PEERS="host1 host2 host3"
Adding a Peer
On each new peer, at boot, via systemd:
hostN$ weave launch --no-restart --name ::N --ipalloc-init seed=$SEED $PEERS
Where,
--no-restart
disables the Docker restart policy, since this will be handled by systemd.--name
specifies a unique name for this new peer.--ipalloc-init seed
specifies the names of only those peers that were involved in the initial cluster bootstrap - even if they have been subsequently removed from the cluster. You can view this as a kind of ‘cluster identity’,where peers may only interoperate in the same cluster if they share the same seed.$PEERS
is obtained from/etc/sysconfig/weave
as described in the linked systemd documentation. For convenience, this may contain the address of the peer that is being launched, so that you don’t have to compute separate lists of ‘other’ peers tailored to each peer - just supply the same complete list of peer addresses to every peer.

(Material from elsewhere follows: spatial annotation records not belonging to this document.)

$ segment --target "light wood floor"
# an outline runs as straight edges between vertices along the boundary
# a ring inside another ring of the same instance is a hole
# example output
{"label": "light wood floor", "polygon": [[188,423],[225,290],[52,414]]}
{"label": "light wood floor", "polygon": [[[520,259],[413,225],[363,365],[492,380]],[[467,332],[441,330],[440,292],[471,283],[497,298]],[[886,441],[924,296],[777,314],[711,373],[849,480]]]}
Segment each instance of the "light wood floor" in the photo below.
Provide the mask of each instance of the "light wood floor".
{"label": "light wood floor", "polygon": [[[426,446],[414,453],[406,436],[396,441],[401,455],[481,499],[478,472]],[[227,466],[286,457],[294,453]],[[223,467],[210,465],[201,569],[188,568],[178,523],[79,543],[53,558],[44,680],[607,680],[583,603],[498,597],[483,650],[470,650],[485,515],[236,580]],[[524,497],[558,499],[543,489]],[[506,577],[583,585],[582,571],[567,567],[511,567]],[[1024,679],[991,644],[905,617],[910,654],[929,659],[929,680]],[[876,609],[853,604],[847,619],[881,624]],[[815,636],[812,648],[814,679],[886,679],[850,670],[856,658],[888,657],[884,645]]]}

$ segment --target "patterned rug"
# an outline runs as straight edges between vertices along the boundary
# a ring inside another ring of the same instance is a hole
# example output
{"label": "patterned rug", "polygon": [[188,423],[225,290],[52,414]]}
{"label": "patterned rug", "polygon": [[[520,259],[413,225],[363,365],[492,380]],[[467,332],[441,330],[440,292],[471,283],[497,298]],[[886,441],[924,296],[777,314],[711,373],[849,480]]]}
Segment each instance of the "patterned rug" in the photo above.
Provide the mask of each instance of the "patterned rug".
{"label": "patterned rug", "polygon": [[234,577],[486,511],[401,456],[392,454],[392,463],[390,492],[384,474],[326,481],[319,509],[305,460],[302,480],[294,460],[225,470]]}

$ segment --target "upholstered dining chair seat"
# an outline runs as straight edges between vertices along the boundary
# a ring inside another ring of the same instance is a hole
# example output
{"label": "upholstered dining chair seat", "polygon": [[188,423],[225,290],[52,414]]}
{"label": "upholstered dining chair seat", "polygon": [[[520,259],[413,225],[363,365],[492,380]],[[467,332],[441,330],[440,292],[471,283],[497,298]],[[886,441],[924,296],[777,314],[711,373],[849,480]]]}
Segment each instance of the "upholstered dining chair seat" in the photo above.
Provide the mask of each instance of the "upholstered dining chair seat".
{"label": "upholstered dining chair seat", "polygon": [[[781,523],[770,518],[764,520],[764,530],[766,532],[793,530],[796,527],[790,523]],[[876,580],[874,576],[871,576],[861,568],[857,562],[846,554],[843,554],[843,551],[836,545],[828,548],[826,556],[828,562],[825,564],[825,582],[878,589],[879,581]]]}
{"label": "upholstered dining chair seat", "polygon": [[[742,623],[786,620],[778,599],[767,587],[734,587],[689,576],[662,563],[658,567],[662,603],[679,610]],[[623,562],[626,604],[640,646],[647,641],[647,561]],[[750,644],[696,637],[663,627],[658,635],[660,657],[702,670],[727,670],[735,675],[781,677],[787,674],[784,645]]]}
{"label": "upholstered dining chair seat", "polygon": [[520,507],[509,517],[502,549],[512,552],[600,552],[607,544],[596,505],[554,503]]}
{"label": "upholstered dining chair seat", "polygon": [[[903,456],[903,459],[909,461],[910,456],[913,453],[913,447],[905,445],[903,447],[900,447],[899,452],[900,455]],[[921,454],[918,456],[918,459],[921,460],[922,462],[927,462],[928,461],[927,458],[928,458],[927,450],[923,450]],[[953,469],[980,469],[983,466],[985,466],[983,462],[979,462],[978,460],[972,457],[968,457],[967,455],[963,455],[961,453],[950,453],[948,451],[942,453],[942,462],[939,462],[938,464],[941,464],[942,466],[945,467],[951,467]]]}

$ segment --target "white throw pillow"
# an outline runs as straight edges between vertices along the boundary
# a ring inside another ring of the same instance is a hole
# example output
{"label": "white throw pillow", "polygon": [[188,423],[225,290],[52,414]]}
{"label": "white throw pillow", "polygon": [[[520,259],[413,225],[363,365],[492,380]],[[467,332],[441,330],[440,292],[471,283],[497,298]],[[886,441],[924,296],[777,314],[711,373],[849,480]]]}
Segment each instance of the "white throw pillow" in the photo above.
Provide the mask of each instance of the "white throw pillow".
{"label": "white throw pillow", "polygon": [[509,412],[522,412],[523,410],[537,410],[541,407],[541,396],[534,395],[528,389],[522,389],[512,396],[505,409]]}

Note that unlike Interactive
and Uniform Fixed Cluster deployments
there is no weave prime
step. You can add as many new peers in
parallel as you like, even under conditions of partition, and they
will all (eventually) join safely. This is ideal for use in
conjunction with asynchronous provisioning systems such as puppet or
chef.
For maximum robustness, you should distribute an updated
/etc/sysconfig/weave
file including the new peer to all existing
peers.
Removing a Peer
On the peer to be removed:
weave reset
You may remove a seed peer, as long as there is at least one other seed peer left in the network.
Then, distribute an updated /etc/sysconfig/weave
to the remaining
peers, omitting the removed peer from $PEERS
.
On each remaining peer:
weave forget <removed peer>
This step is not mandatory, but it will eliminate log noise and spurious network traffic by stopping reconnection attempts.